Submitted by Jeremy Mansfield, @brandaiddesign. Designer & Developer.
With the Hemingway site, we wanted the viewer to feel like they were getting a top-down view of a Hemingway writing desk, and staring at his journal. This opened itself up to some fun and creative Photoshop layout executions. We weren’t concerned with “how are we going to program this”. We just knew we’d figure out a way. And that “way” ended up being the muscle behind .PNG transparencies, absolute positioning and z-indexing.
There’s something about this design that I like, it took me a while to really put my finger on it and I realize now it’s the warm tone to the palette. The wood background and other colors chosen really sell the idea of Hemingway (at least the idea of him that I have in my head.) One thing about this design that may not be working for it so well is the concept, I took me several viewings to fully grasp what the site is ‘about’. Overall I think this is a well executed design with some nice real world imagery burned into it. Good stuff.
This is a really nice looking site. The textures and the depth of all the real elements add to a really tactile-like experience. It also took me a bit to figure out what it was about too, I feel like it would come off better if it was more upfront in it’s purpose. If there’s nothing unseemly about selling stuff under Hemingway’s name, then why obscure it?

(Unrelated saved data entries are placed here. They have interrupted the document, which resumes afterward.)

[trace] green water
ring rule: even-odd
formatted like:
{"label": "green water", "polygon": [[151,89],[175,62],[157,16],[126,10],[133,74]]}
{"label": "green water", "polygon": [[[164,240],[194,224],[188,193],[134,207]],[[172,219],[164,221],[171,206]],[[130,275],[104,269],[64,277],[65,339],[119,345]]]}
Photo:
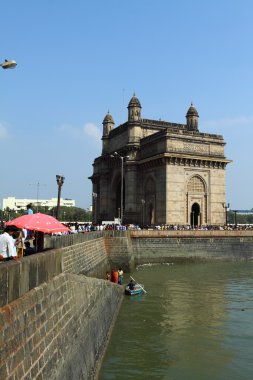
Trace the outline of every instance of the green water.
{"label": "green water", "polygon": [[99,380],[253,379],[253,262],[142,266],[132,276],[147,294],[125,296]]}

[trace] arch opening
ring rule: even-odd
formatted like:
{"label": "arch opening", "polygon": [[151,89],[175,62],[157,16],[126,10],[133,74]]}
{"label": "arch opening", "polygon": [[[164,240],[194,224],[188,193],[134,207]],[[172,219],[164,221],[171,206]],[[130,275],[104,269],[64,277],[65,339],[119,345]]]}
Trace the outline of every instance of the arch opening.
{"label": "arch opening", "polygon": [[200,206],[198,203],[193,203],[191,208],[191,226],[201,225]]}
{"label": "arch opening", "polygon": [[[116,186],[116,193],[115,193],[115,209],[114,209],[114,216],[117,218],[120,218],[121,215],[121,179],[118,181]],[[125,209],[125,179],[123,180],[123,211]]]}

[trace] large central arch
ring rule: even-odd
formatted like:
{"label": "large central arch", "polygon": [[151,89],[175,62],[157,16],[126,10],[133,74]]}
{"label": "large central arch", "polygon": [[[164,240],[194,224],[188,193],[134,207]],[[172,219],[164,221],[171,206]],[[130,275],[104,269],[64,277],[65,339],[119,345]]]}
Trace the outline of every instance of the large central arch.
{"label": "large central arch", "polygon": [[[118,177],[118,182],[116,186],[115,193],[115,208],[114,215],[117,218],[120,218],[121,215],[121,177]],[[123,211],[125,210],[125,179],[123,179]]]}
{"label": "large central arch", "polygon": [[186,218],[191,226],[207,223],[207,185],[198,174],[194,174],[187,183]]}
{"label": "large central arch", "polygon": [[143,210],[143,221],[145,224],[152,225],[155,224],[155,208],[156,208],[156,186],[153,178],[149,177],[146,180],[144,186],[145,193],[145,210]]}

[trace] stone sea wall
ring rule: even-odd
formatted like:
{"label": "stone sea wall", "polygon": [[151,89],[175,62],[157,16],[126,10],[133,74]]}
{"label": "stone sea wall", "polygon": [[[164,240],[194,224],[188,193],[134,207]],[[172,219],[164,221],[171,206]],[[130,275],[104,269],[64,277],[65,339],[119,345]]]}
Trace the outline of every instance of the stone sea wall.
{"label": "stone sea wall", "polygon": [[108,268],[104,239],[96,234],[74,245],[50,249],[19,261],[0,263],[0,307],[60,273],[99,276]]}
{"label": "stone sea wall", "polygon": [[2,307],[0,379],[92,379],[122,292],[61,274]]}
{"label": "stone sea wall", "polygon": [[111,265],[125,269],[145,263],[253,258],[253,231],[112,231],[105,239]]}
{"label": "stone sea wall", "polygon": [[249,260],[253,257],[253,236],[214,231],[132,235],[135,265],[153,262]]}
{"label": "stone sea wall", "polygon": [[101,279],[105,270],[251,260],[253,233],[105,231],[56,237],[47,247],[0,264],[1,380],[93,379],[123,299],[123,287]]}
{"label": "stone sea wall", "polygon": [[62,248],[61,253],[64,272],[105,277],[102,269],[109,264],[103,237]]}
{"label": "stone sea wall", "polygon": [[0,264],[1,380],[93,378],[123,288],[87,277],[108,269],[101,235],[71,240]]}

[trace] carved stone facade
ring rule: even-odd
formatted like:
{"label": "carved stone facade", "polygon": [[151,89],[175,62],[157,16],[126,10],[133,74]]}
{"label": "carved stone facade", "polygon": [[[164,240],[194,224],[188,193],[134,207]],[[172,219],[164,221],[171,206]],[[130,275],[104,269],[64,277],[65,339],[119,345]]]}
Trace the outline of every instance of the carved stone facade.
{"label": "carved stone facade", "polygon": [[93,221],[123,216],[124,224],[224,224],[231,161],[223,137],[199,132],[198,118],[191,105],[186,124],[142,119],[135,95],[126,123],[114,128],[108,112],[102,155],[90,177]]}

My main problem with this site is in the optimization, or lack thereof, of the images. Transparent .png images do allow for you ‘muscle’ a design that may be hard to do otherwise, but part of coding and delivering a site is to do it in a way that is efficient as possible. The passport image on the home page clocks in at 533kb, and the whole home page comes in at about 1.7mb. That’s just too large for a site like this. I have a fast connection and I even noticed that these images are loading slow, so imagine someone’s experience on a somewhat slower connection.
I think it’s very important in the creative process to not think “how are we going to program this”, but when it is time to code it, how to balance design with the execution is very crucial. People often only spend matters of seconds on home pages before moving on, so making them wait for a number of unnecessarily large images to load only makes it more likely for them to leave without taking in any of the content.